Pendidikan Islam Bentuk Akhlak Generasi Emas
- 13 Agt 2025 07:11 WIB
- Banten
KBRN, Serang: Pembentukan akhlak menjadi inti dari pendidikan Islam dalam mencetak generasi emas yang berkualitas. Hal ini disampaikan Burhanudin Shiddiq, Ketua Bidang DPW Bakomubin Provinsi Banten, saat berdialog dalam program Mutiara Pagi Pro 1 RRI Banten, Rabu (13/8/2025).

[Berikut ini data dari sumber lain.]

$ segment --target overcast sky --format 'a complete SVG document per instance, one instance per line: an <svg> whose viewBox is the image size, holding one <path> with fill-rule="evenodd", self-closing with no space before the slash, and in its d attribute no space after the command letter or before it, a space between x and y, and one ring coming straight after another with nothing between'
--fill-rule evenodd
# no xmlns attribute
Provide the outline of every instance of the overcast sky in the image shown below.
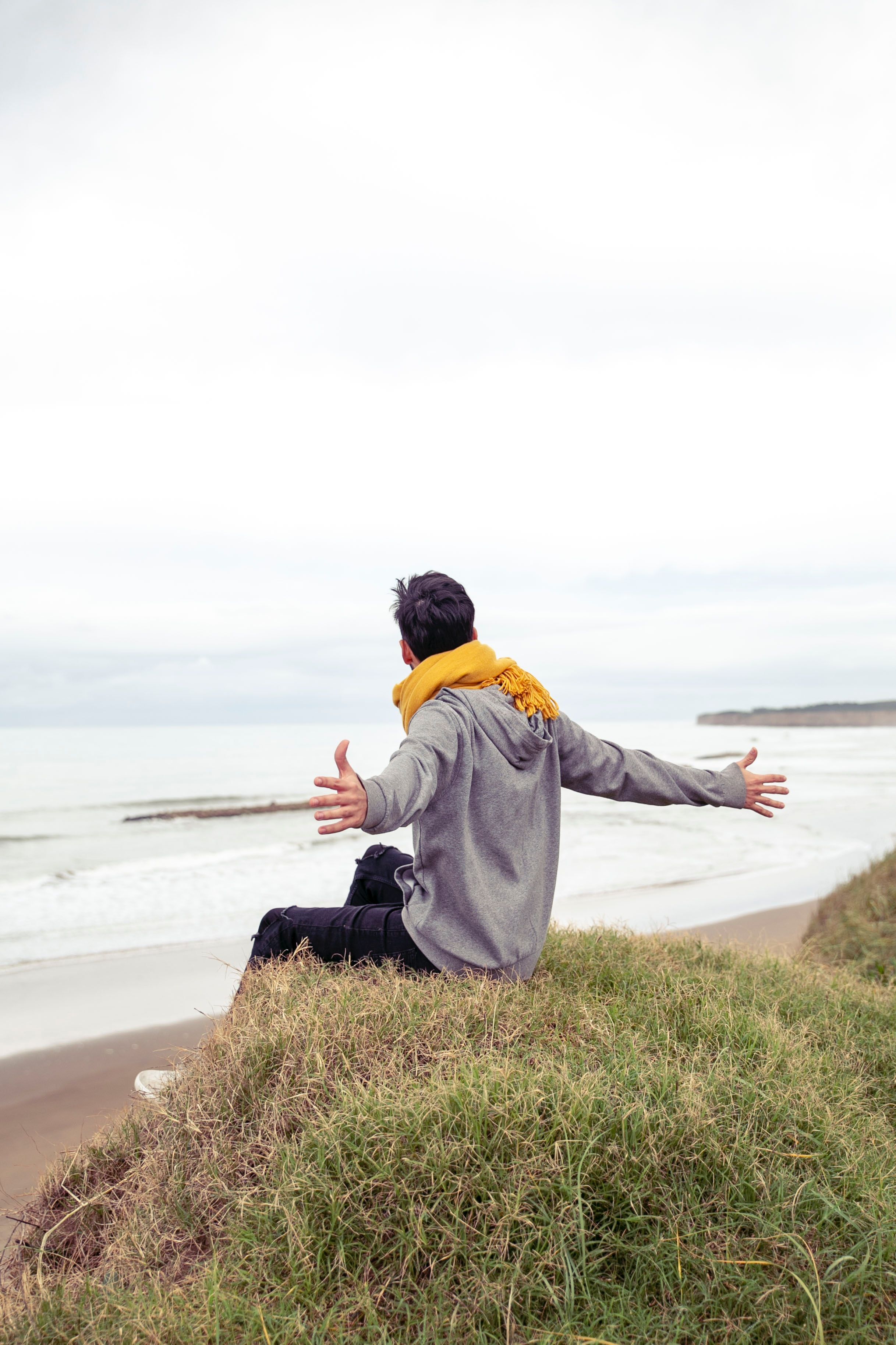
<svg viewBox="0 0 896 1345"><path fill-rule="evenodd" d="M896 697L896 9L8 0L0 722Z"/></svg>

Menurut Burhanudin, akhlak yang baik adalah modal utama untuk menghadapi berbagai tantangan zaman. “Ilmu pengetahuan akan sempurna jika dibarengi dengan akhlak yang mulia. Tanpa akhlak, ilmu bisa disalahgunakan,” ujarnya.
| Baca juga: Aspirasi Ekraf Banten Dibawa ke Pusat |
Ia menambahkan, pendidikan Islam telah mengajarkan prinsip-prinsip akhlak sejak dini, mulai dari menghormati orang tua, bersikap jujur, menjaga amanah, hingga peduli terhadap sesama. Nilai-nilai ini harus terus dipraktikkan, baik di lingkungan keluarga, sekolah, maupun masyarakat. “Orang tua, guru, dan lingkungan harus bersinergi. Pendidikan Islam bukan hanya tanggung jawab lembaga pendidikan, tetapi juga keluarga dan masyarakat,” ujarnya.
Ia menegaskan, di tengah derasnya arus teknologi dan informasi dan pengaruh budaya luar, generasi muda harus dibentengi dengan pendidikan karakter yang kuat agar tidak terjerumus pada pengaruh negatif. Pendidikan Islam yang terintegrasi dengan kehidupan sehari-hari, menurutnya, menjadi solusi untuk mencetak sumber daya manusia yang unggul. “Teknologi itu penting, tapi tanpa akhlak yang kokoh, kemajuan justru bisa membawa kerusakan moral,” ujarnya.
Burhanudin juga menekankan peran orang tua dan guru sebagai teladan dalam membentuk perilaku anak. Keteladanan dinilai lebih efektif dibandingkan sekadar nasihat. “Anak-anak akan lebih mudah meniru perbuatan baik yang dilihat setiap hari daripada hanya mendengar teori,” ujarnya.
Pembinaan akhlak tidak bisa dilakukan secara instan, melainkan melalui proses yang berkesinambungan. Burhanudin optimistis, dengan penguatan akhlak melalui pendidikan Islam, generasi emas Indonesia akan menjadi insan yang tidak hanya cerdas secara intelektual, tetapi juga luhur budi pekertinya dan siap memberi kontribusi positif bagi bangsa. (Trixie Sondang Milka)
Rekomendasi Berita
Memuat berita terbaru.....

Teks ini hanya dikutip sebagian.